Presidential address, 49th Convention of the International Studies Association, San Francisco, CA, March 27, 2008.

Authors


  • 1

     I have been privileged to work in an environment full of bright young scholars, many of whom have let me use our joint work or even pilfer their own. Halvard Buhaug, Han Dorussen, Håvard Hegre, Håvard Strand, and Henrik Urdal deserve special mention here. Thanks to the same people plus Kristian Skrede Gleditsch, Ragnhild Nordås, and Gudrun Østby for commenting on an earlier version and, of course, to the members of the Association for electing me. I would also like to record my gratitude to the Research Council of Norway for support for the research reported here, as well as sponsorship of the reception following the Presidential Address. Sage Publications Ltd. and PRIO also contributed to the reception. A PowerPoint presentation accompanied the delivery of this address at the convention.

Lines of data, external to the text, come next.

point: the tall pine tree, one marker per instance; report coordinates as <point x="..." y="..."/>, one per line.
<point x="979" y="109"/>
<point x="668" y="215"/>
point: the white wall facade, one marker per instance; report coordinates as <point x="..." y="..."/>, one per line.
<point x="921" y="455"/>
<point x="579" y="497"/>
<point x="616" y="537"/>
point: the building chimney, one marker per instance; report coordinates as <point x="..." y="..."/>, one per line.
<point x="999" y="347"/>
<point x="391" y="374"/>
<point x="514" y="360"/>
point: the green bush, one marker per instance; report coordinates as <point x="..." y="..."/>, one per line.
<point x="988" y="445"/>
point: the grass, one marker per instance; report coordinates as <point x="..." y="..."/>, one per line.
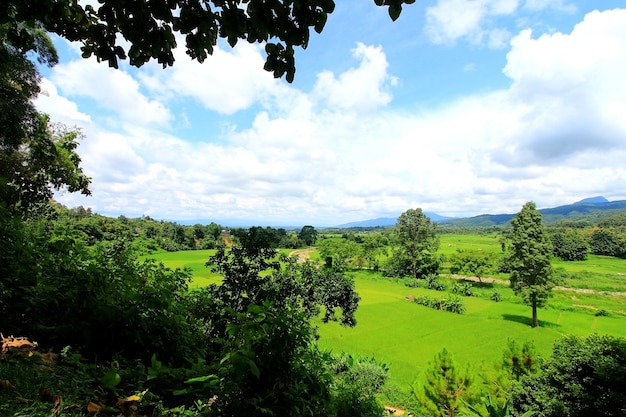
<point x="195" y="260"/>
<point x="407" y="336"/>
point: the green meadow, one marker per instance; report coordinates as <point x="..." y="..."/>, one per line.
<point x="406" y="336"/>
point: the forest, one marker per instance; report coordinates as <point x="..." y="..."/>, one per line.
<point x="93" y="323"/>
<point x="118" y="332"/>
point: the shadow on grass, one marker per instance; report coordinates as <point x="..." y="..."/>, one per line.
<point x="528" y="320"/>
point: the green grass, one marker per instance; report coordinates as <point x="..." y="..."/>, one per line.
<point x="194" y="260"/>
<point x="451" y="243"/>
<point x="406" y="336"/>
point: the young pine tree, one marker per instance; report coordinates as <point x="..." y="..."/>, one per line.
<point x="529" y="259"/>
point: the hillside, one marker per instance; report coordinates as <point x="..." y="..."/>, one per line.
<point x="590" y="209"/>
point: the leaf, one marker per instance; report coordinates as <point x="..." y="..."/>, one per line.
<point x="110" y="379"/>
<point x="200" y="379"/>
<point x="4" y="383"/>
<point x="254" y="369"/>
<point x="93" y="408"/>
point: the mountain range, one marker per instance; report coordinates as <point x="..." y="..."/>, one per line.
<point x="590" y="208"/>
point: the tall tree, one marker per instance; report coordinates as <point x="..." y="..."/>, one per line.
<point x="416" y="252"/>
<point x="529" y="259"/>
<point x="35" y="156"/>
<point x="445" y="387"/>
<point x="144" y="30"/>
<point x="584" y="377"/>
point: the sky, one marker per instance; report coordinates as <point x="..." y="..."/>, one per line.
<point x="460" y="107"/>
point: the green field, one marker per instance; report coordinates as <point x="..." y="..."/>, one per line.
<point x="406" y="336"/>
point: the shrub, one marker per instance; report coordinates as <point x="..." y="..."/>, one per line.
<point x="495" y="296"/>
<point x="584" y="377"/>
<point x="434" y="283"/>
<point x="462" y="288"/>
<point x="452" y="304"/>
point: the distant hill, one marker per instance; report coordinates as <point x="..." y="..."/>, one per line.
<point x="590" y="209"/>
<point x="390" y="221"/>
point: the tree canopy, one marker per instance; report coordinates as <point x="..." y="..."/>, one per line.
<point x="529" y="259"/>
<point x="416" y="252"/>
<point x="141" y="31"/>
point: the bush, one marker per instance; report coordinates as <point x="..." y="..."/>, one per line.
<point x="584" y="377"/>
<point x="495" y="296"/>
<point x="434" y="283"/>
<point x="462" y="288"/>
<point x="452" y="304"/>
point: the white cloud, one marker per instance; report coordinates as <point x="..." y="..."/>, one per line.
<point x="113" y="90"/>
<point x="65" y="111"/>
<point x="560" y="5"/>
<point x="450" y="20"/>
<point x="363" y="88"/>
<point x="226" y="82"/>
<point x="338" y="153"/>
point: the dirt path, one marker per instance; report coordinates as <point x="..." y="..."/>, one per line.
<point x="302" y="254"/>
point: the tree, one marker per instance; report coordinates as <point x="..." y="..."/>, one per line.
<point x="476" y="263"/>
<point x="586" y="376"/>
<point x="608" y="241"/>
<point x="445" y="387"/>
<point x="529" y="259"/>
<point x="416" y="252"/>
<point x="308" y="235"/>
<point x="35" y="156"/>
<point x="146" y="30"/>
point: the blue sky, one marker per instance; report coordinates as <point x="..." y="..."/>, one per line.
<point x="460" y="107"/>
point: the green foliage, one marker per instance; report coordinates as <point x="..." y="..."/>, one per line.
<point x="495" y="296"/>
<point x="150" y="29"/>
<point x="520" y="361"/>
<point x="608" y="241"/>
<point x="529" y="259"/>
<point x="452" y="304"/>
<point x="462" y="288"/>
<point x="584" y="377"/>
<point x="476" y="264"/>
<point x="356" y="382"/>
<point x="569" y="245"/>
<point x="444" y="387"/>
<point x="434" y="283"/>
<point x="339" y="250"/>
<point x="416" y="252"/>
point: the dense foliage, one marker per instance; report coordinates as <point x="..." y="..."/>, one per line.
<point x="529" y="259"/>
<point x="143" y="31"/>
<point x="415" y="252"/>
<point x="584" y="377"/>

The talents of Siri Camilla Aas Rustad are visible in every slide. The presentation can be found, along with references to the data sources, on http://www.isanet.org/sanfran2008. Replication data for the figures presented here can be found at http://dvn.iq.harvard.edu/dvn/dv/isq, http://www.isanet.org/data_archive and http://www.prio.no/cscw/datasets.

Abstract

Fifteen years ago, Charles Kegley spoke of a neoidealist moment in international relations. This article examines how the number of armed conflicts has declined in the decade and a half since Kegley’s presidential address and shows that the severity of war has been declining over a period of over six decades. The number of countries participating in war has increased, but this is in large measure due to coalition-building in several recent wars. Overall, there is a clear decline of war. It seems plausible to attribute this to an increase in the three factors identified by liberal peace theorists: democracy, trade, and international organization. Four alternative interpretations are examined: the temporary peace, the hegemonic peace, the unsustainable peace, and the capitalist peace. The article concludes that the latter, while running close to the liberal peace interpretation, also presents the greatest challenge to it. Indeed, we seem to be living in a commercial liberal period rather than a world of neoidealism.